Dear me, I shall miser on.

But the bulk of the piece is a reading list recommendation for a friend based on the books he had. I’ve recreated the list here, with the usual items I’ve read in bold and items I have not read but are in my library in italics:

  • J. A. Baker, The Peregrine and The Hill of Summer
  • Sadegh Hedayat, The Blind Owl
  • “Lady Sarashina,” As I Crossed a Bridge of Dreams
  • John Cowper Powys, A Glastonbury Romance
  • Ẓahir-ud-Din Muḥammad Babur, The Baburnama
  • Patrick Leigh Fermor, The Violins of Saint-Jacques
  • Robert Walser, Jakob von Gunten
  • Georges Rodenbach, Bruges-la-Morte
  • The Ramakien
  • Longus, Daphnis and Chloe
  • Frederick Rolfe, Hubert’s Arthur
  • Sigizmund Krzhizhanovsky, Memories of the Future
  • Pu Songling, Strange Tales from a Chinese Studio
  • Murasaki Shikibu, The Diary of Lady Murasaki
  • A. W. Kinglake, Eothen
  • Gyula Krúdy, The Adventures of Sindbad
  • The Kebra Nagast
  • Imekanu (Matsu Kannari), Kutune Shirka
  • Walter Savage Landor, Imaginary Conversations
  • Nguyen Du, The Tale of Kieu
  • Jan Potocki, The Manuscript Found in Saragossa
  • Kalidasa, Śakuntala (Abhijñānaśākuntalam)
  • José Maria de Eça de Queirós, The City and the Mountains
  • Joaquim Maria Machado de Assis, The Posthumous Memoirs of Brás Cubas
  • Ferdowsi (Abu’l-Qasim Ferdowsi Tusi), Shahnameh
  • Antal Szerb, Journey by Moonlight
  • Edwin Muir, The Complete Poems
  • W. H. Mallock, The New Republic
  • Victor Segalen, Stèles
  • Kamo-no-Chōmei, Hojoki

That’s right: I’ve never even heard of most of the books listed, and they’re not the sort of thing that you find at book sales in Southwest Missouri (although, to be honest, you would be surprised at whose books you might find here).

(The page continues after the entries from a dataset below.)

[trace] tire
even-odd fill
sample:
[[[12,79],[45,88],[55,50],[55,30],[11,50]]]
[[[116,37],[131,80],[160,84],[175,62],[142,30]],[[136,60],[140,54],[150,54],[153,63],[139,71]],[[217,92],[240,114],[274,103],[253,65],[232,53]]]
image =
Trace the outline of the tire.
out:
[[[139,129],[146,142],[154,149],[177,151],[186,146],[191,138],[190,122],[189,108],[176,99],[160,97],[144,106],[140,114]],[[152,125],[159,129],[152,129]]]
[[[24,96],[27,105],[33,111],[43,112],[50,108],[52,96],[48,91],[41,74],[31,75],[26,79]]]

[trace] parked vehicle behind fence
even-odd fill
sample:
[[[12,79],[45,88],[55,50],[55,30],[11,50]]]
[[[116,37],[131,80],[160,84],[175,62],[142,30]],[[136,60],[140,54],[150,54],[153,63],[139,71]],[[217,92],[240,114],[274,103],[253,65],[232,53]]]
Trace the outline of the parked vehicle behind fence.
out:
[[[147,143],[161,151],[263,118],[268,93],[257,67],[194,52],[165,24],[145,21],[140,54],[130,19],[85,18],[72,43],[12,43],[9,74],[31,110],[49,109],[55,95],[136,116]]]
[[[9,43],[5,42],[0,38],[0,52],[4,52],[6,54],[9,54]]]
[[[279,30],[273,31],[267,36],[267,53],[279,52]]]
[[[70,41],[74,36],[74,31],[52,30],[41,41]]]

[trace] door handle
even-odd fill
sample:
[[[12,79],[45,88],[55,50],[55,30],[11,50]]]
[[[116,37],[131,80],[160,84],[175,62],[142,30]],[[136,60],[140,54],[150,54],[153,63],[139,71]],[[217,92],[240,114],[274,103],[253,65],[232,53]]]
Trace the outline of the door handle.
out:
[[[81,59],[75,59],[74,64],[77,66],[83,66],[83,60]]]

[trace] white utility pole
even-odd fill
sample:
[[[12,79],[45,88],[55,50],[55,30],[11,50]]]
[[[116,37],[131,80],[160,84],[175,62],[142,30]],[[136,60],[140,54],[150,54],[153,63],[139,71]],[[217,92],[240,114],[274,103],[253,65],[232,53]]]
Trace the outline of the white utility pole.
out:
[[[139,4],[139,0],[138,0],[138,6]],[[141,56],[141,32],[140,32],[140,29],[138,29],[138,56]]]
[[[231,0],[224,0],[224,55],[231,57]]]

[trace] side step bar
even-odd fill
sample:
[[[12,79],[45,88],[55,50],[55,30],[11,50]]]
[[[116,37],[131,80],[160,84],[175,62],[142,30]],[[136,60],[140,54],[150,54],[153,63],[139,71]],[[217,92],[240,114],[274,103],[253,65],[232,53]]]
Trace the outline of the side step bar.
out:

The article has little tidbits about each, and although some look like they’re in the sort of vein my mother-in-law, the former English teacher, might like, only a few of them looked interesting to me. As you might expect, gentle reader, with my recent fascination with Eastern thought and history, those would be the classical Japanese works.